大学受験の頃からのラジオ遍歴 ・高校篇
受験勉強の心強い味方となってくれていたものは、ラジオでした。
成績もビリから数えて片手で間に合う私にとって、本当に情けなくつらい夜。
英語辞典の単語は宙に踊っているし、数学のサインコサインタンジェントなぞ、くそっくらえ!!
そんな時、
高石ともやの「受験生ブル-ス」は、スカッとさわやかコカコーラ♪
ともやさんのだみ声に、ニタって顔して”明日には明日の風が吹く”。
結局、夜明け前までラジオを聴き、授業中は高いびき。。
私の受験勉強を信じて、腫れ物にさわるように気を遣ってくれていた両親が、あの頃は鬱陶しかった。

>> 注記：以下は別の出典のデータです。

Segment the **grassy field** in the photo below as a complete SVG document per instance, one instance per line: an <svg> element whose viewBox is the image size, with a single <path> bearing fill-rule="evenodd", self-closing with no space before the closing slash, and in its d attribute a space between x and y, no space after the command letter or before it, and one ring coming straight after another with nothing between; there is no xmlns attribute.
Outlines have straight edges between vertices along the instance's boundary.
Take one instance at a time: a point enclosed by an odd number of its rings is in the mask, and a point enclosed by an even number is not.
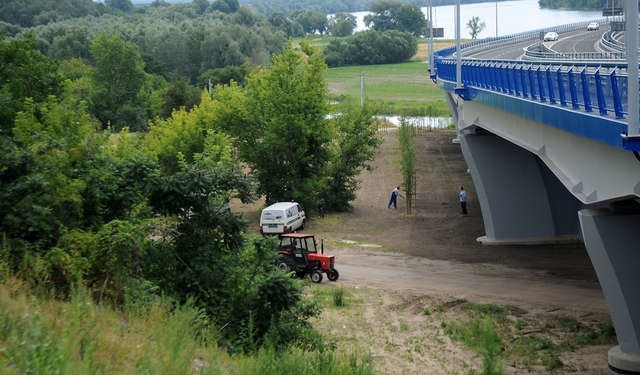
<svg viewBox="0 0 640 375"><path fill-rule="evenodd" d="M322 45L320 41L312 41ZM448 43L439 43L435 49ZM419 44L411 61L398 64L356 65L330 68L327 83L332 99L360 102L364 75L365 102L378 113L395 115L449 116L444 93L429 78L426 43Z"/></svg>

生まれ育ったこの地から出たい。都会に行って、知らない空気を吸ってみたい。
何をする目的もなく、就職するまでの夢のような学生時代を送れればいい。
私の「受験生ブル-ス」は、他愛ない”理由なき反抗”とも呼べない戯れ歌だった。
関西、関東の大学。あわせて数校を受験するも、すべて”桜 散る”。
親父の酒の入った「恨み節」は、哀れな遠吠えでしかなかったけれど、
母の「まあええが、来年があらア」と、けろっとしたもの。
どうやら、私の性格は母ゆずり、かな。
それでも「補欠合格」通知に、夫婦喧嘩はおさまった。
よかった。東京へ行ける。この地から出られるのだ。
親父が車窓にトランジスタラジオを乗せ、流れる窓外模様を目を細くして眺めていた。
東京まで片道12時間の父と子の壮行夜行列車。
時々、雑音に邪魔されながら
大学入学祝いに買ってくれたトランジスタラジオから
舟木一夫の「高校三年生」が流れていた。